America Needs to Break Its Addiction to Fear
I’m not sure when Americans got scared. Maybe the indigenous tribes of the plains spent evenings huddled in their teepees telling stories of twisted night creatures, maybe the nomads who trekked across that bridge from Russia to Alaska were running away from something. Whatever the case, by the time the white people showed up from across the sea and started putting women on trial for witchcraft and convincing themselves the natives were conspiring with Satan, fear was firmly established as the ruler of the continent and it hasn’t left since. The national anthem, like most of what you learn in elementary school, is mostly lies—forget the brave and the free, we’re the land of the terrorized, the home of the perpetually panicked.
That’s a sweeping, simplistic generalization, but it’s hard to find another explanation for what New Jersey and New York governors Chris Christie and Andrew Cuomo did over the weekend in response to New York City’s first Ebola case. First they announced that health-care workers returning from the West African countries affected by the deadly disease would be placed in quarantine for 21 days, a policy they implemented apparently without consulting the White House. The first person to be affected by this was nurse Kaci Hickox, who was detained on Friday after landing in New Jersey and described her confusing, bizarre experience dealing with the authorities in an account for the Dallas Morning News:
I am scared about how health care workers will be treated at airports when they declare that they have been fighting Ebola in West Africa. I am scared that, like me, they will arrive and see a frenzy of disorganization, fear and, most frightening, quarantine.
[…]
I sat alone in the isolation tent and thought of many colleagues who will return home to America and face the same ordeal. Will they be made to feel like criminals and prisoners?
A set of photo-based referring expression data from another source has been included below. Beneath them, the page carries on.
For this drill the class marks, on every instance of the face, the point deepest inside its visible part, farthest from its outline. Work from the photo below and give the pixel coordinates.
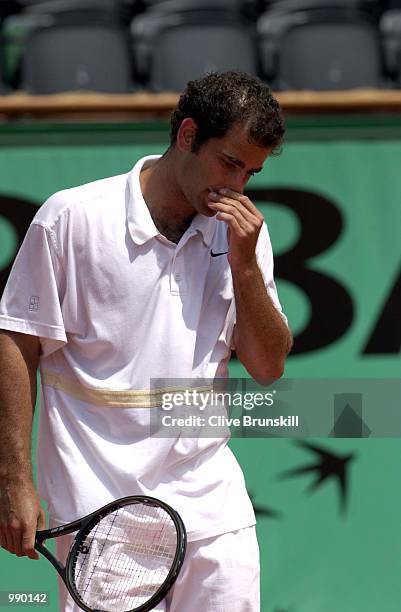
(229, 161)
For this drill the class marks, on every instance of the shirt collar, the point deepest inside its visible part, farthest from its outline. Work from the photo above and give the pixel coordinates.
(140, 223)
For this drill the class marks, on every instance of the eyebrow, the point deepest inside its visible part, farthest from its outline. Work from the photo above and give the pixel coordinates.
(239, 162)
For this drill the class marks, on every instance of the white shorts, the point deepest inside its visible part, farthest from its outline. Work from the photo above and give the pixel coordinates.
(219, 574)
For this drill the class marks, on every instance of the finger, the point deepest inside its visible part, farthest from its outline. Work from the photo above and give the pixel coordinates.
(244, 200)
(41, 520)
(244, 205)
(27, 540)
(230, 210)
(234, 205)
(7, 540)
(233, 223)
(16, 537)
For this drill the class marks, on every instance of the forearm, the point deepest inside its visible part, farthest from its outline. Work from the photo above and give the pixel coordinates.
(262, 338)
(17, 400)
(20, 511)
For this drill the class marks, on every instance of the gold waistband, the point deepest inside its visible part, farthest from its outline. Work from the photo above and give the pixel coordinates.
(113, 398)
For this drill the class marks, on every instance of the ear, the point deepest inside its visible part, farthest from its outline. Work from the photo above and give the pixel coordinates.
(186, 135)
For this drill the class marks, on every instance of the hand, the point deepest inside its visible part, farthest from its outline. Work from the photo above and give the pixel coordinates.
(244, 223)
(21, 515)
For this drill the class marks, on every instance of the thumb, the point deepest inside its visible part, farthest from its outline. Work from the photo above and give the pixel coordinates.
(41, 520)
(28, 541)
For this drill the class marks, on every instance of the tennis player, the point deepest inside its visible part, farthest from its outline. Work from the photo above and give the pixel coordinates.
(154, 274)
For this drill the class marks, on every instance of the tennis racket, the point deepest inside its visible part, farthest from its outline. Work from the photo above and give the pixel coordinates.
(125, 556)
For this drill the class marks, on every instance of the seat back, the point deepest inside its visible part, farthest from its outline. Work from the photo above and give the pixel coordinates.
(76, 57)
(320, 50)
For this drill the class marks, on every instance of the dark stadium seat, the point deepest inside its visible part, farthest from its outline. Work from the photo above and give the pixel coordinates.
(172, 48)
(60, 58)
(390, 26)
(320, 49)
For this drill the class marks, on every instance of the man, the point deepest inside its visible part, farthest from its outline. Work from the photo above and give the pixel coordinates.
(152, 275)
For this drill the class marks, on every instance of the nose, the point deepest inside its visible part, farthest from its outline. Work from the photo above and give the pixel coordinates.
(237, 181)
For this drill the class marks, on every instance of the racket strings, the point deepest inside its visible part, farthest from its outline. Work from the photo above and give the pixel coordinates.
(125, 558)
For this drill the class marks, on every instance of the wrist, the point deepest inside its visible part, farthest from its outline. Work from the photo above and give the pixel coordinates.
(245, 269)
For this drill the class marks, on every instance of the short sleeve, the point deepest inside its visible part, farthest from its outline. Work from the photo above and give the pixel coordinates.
(31, 302)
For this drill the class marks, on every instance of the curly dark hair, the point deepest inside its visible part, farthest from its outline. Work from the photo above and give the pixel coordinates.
(217, 101)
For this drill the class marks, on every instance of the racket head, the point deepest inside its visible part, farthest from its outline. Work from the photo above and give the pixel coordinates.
(126, 556)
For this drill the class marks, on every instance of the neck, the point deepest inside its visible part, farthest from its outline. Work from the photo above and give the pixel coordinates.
(170, 211)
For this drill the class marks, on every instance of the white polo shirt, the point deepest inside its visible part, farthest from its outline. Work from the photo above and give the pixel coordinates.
(116, 304)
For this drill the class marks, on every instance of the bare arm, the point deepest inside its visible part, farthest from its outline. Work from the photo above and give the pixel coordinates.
(262, 339)
(20, 511)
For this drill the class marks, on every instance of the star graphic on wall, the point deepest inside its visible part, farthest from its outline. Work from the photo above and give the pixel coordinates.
(329, 465)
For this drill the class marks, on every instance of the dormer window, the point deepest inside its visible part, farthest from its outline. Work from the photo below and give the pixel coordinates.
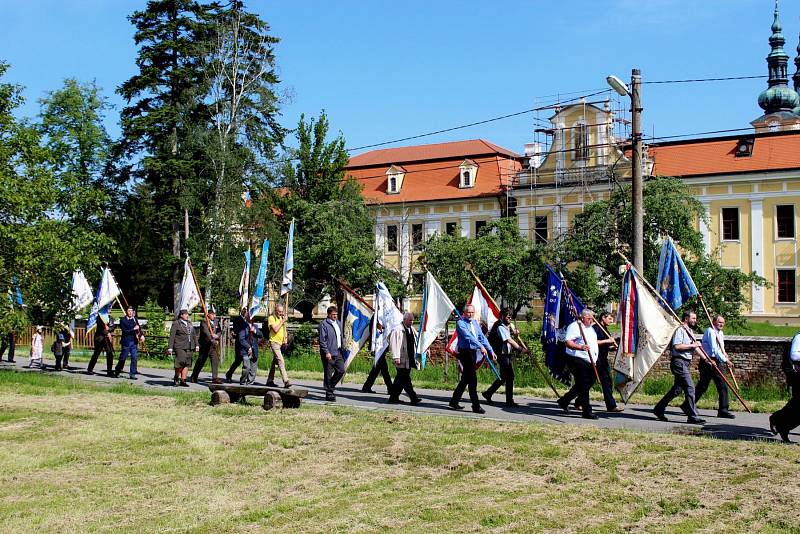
(395, 176)
(468, 174)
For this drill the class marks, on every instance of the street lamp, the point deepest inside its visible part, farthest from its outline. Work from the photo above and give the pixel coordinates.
(636, 160)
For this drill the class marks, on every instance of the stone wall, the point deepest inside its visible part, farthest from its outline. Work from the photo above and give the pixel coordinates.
(755, 359)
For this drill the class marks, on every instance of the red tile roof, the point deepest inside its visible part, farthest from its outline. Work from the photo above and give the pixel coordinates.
(407, 154)
(697, 157)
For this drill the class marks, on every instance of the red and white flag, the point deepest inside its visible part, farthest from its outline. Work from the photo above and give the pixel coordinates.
(437, 309)
(486, 312)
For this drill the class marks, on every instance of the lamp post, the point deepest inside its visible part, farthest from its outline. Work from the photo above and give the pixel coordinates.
(636, 160)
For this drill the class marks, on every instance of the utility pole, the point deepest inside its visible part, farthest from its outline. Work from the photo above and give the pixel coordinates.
(636, 161)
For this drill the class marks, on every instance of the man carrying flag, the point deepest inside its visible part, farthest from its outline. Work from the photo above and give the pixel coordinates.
(582, 350)
(471, 342)
(683, 348)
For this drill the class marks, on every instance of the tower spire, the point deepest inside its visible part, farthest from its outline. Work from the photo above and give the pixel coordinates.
(778, 96)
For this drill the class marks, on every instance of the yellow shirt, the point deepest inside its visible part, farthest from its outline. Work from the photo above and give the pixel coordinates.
(279, 336)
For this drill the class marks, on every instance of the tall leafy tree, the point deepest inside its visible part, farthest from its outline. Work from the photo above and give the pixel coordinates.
(589, 252)
(243, 106)
(159, 151)
(42, 240)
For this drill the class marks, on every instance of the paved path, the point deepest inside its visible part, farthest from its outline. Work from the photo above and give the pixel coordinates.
(635, 417)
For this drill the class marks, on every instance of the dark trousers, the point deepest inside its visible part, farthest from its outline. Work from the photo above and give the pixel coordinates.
(707, 374)
(332, 372)
(63, 361)
(9, 342)
(583, 375)
(683, 384)
(205, 353)
(788, 417)
(98, 348)
(469, 379)
(506, 377)
(604, 370)
(237, 361)
(380, 368)
(402, 382)
(133, 350)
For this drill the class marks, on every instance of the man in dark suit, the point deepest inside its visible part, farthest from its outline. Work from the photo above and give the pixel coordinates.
(248, 352)
(209, 347)
(182, 342)
(239, 323)
(330, 351)
(102, 343)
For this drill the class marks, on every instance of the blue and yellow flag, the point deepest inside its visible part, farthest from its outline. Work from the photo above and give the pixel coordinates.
(674, 283)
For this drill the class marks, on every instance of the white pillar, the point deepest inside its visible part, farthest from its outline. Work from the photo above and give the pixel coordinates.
(464, 227)
(757, 251)
(704, 226)
(524, 224)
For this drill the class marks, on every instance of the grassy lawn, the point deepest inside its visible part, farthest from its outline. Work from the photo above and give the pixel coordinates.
(77, 457)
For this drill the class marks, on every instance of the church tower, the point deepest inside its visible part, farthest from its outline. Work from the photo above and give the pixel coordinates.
(779, 100)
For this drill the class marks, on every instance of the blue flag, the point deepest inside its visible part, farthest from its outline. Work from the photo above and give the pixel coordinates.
(558, 314)
(674, 283)
(288, 263)
(258, 293)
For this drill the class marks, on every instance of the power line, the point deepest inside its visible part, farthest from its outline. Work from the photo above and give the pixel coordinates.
(493, 119)
(697, 80)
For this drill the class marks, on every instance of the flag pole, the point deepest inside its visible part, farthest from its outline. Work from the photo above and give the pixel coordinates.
(574, 311)
(688, 331)
(711, 323)
(518, 338)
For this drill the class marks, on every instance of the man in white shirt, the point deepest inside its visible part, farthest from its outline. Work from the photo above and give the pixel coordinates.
(714, 346)
(581, 341)
(788, 418)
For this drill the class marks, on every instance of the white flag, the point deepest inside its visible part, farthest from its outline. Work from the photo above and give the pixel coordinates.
(356, 316)
(82, 294)
(654, 327)
(436, 310)
(190, 293)
(109, 290)
(387, 314)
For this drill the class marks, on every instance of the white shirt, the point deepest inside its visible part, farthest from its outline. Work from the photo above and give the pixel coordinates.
(794, 353)
(574, 334)
(338, 333)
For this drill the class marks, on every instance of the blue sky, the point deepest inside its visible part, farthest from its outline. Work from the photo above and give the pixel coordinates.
(386, 70)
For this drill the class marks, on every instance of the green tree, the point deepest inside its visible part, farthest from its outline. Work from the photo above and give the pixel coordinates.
(41, 240)
(601, 235)
(161, 149)
(507, 266)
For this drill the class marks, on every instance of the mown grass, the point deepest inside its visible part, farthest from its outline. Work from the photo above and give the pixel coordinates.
(75, 457)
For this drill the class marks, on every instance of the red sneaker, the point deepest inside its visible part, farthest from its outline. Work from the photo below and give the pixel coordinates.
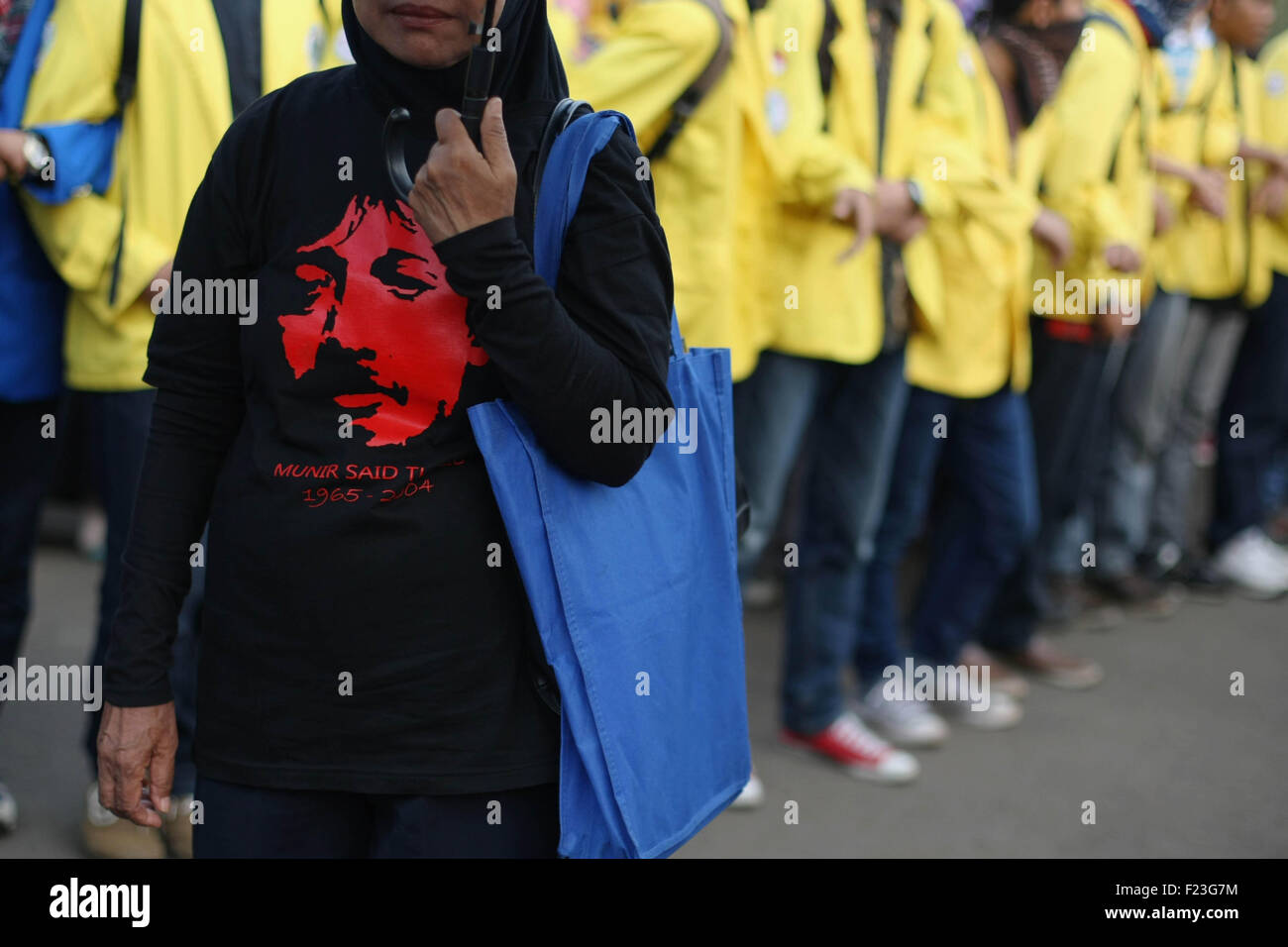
(861, 751)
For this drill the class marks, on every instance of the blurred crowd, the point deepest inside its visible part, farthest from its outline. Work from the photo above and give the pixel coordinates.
(1005, 287)
(1003, 277)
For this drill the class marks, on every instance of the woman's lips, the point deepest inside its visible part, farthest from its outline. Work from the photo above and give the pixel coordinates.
(420, 17)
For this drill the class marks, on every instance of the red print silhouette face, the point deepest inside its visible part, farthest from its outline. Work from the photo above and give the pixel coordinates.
(378, 298)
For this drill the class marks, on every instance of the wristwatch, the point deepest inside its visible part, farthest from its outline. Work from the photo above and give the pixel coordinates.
(35, 150)
(914, 192)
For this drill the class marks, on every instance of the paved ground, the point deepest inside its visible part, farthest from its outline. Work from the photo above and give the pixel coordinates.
(1175, 764)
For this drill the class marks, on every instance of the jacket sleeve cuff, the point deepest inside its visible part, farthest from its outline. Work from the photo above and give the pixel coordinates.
(138, 697)
(480, 258)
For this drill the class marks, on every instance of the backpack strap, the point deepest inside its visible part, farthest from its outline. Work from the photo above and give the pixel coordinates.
(561, 182)
(692, 97)
(1098, 17)
(128, 77)
(825, 64)
(559, 119)
(127, 82)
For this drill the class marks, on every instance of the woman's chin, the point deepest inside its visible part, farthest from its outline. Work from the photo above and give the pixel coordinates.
(426, 52)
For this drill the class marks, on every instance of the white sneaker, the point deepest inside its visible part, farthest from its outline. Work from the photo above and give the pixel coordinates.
(903, 723)
(1003, 712)
(859, 751)
(1247, 562)
(751, 796)
(8, 810)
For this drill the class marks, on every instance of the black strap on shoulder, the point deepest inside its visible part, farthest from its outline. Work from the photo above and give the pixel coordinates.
(128, 76)
(1098, 17)
(692, 97)
(127, 81)
(561, 118)
(921, 85)
(825, 64)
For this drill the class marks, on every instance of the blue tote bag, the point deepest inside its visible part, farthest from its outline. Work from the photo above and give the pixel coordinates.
(634, 589)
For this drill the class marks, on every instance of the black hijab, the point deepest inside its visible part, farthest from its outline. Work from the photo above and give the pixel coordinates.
(527, 68)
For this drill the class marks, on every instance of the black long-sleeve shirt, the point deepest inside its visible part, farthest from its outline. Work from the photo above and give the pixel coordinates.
(364, 616)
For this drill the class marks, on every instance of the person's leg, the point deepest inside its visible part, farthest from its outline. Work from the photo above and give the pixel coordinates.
(1141, 411)
(772, 411)
(25, 471)
(1067, 376)
(1257, 393)
(26, 466)
(119, 436)
(1211, 346)
(993, 474)
(911, 483)
(850, 455)
(509, 823)
(253, 822)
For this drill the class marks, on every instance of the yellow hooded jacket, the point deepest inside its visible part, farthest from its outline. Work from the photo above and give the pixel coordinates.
(1199, 128)
(713, 180)
(1224, 261)
(180, 111)
(986, 257)
(1087, 157)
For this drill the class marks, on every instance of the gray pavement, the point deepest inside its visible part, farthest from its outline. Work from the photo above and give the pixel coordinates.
(1175, 764)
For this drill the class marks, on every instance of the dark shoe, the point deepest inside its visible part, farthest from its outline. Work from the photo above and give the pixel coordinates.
(1141, 595)
(1067, 599)
(8, 810)
(1199, 579)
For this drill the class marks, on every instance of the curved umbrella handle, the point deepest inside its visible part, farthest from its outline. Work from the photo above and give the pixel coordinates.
(395, 153)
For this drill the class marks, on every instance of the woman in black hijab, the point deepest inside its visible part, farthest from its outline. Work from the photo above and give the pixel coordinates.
(369, 684)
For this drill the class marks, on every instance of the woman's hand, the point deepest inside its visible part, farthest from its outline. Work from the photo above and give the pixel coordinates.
(459, 188)
(136, 762)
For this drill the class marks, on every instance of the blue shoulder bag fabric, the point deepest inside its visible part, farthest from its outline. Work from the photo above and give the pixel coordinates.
(634, 589)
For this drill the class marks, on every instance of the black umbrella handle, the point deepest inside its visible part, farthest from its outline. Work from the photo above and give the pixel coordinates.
(395, 153)
(478, 77)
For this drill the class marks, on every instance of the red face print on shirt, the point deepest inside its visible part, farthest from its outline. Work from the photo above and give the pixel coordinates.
(380, 292)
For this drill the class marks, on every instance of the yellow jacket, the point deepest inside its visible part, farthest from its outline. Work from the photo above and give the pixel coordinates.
(171, 127)
(986, 256)
(1199, 128)
(1270, 237)
(1089, 154)
(840, 309)
(1224, 262)
(713, 182)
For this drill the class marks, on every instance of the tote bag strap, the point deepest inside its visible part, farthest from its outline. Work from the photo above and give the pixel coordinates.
(563, 175)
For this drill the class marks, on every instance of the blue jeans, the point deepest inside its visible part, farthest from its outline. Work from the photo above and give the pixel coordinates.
(1068, 388)
(986, 449)
(119, 425)
(26, 464)
(1258, 392)
(851, 414)
(254, 822)
(772, 412)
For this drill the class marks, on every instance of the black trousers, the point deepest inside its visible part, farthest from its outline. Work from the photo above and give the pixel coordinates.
(26, 466)
(1067, 392)
(250, 822)
(1258, 393)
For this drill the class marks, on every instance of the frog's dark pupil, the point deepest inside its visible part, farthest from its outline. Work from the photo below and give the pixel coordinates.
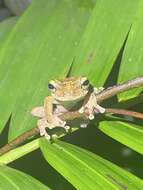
(86, 82)
(50, 86)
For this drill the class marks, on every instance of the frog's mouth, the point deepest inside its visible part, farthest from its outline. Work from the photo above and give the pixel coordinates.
(69, 99)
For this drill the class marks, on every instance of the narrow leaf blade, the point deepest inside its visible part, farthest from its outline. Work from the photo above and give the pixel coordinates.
(132, 61)
(86, 170)
(103, 38)
(13, 179)
(126, 133)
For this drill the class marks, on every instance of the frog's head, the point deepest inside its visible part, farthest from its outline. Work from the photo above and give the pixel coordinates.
(70, 89)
By Sunday night, after suffering slings and arrows of deserved criticism, Cuomo and Christie were backtracking as only experienced politicians can. The New York governor said that medical workers like Hickox would be allowed to quarantine themselves in their homes and would be compensated by the government for any income they lost as a result of three weeks of house arrest, while also praising people who volunteered to help the sick and needy in West Africa for their “valor” and “compassion.”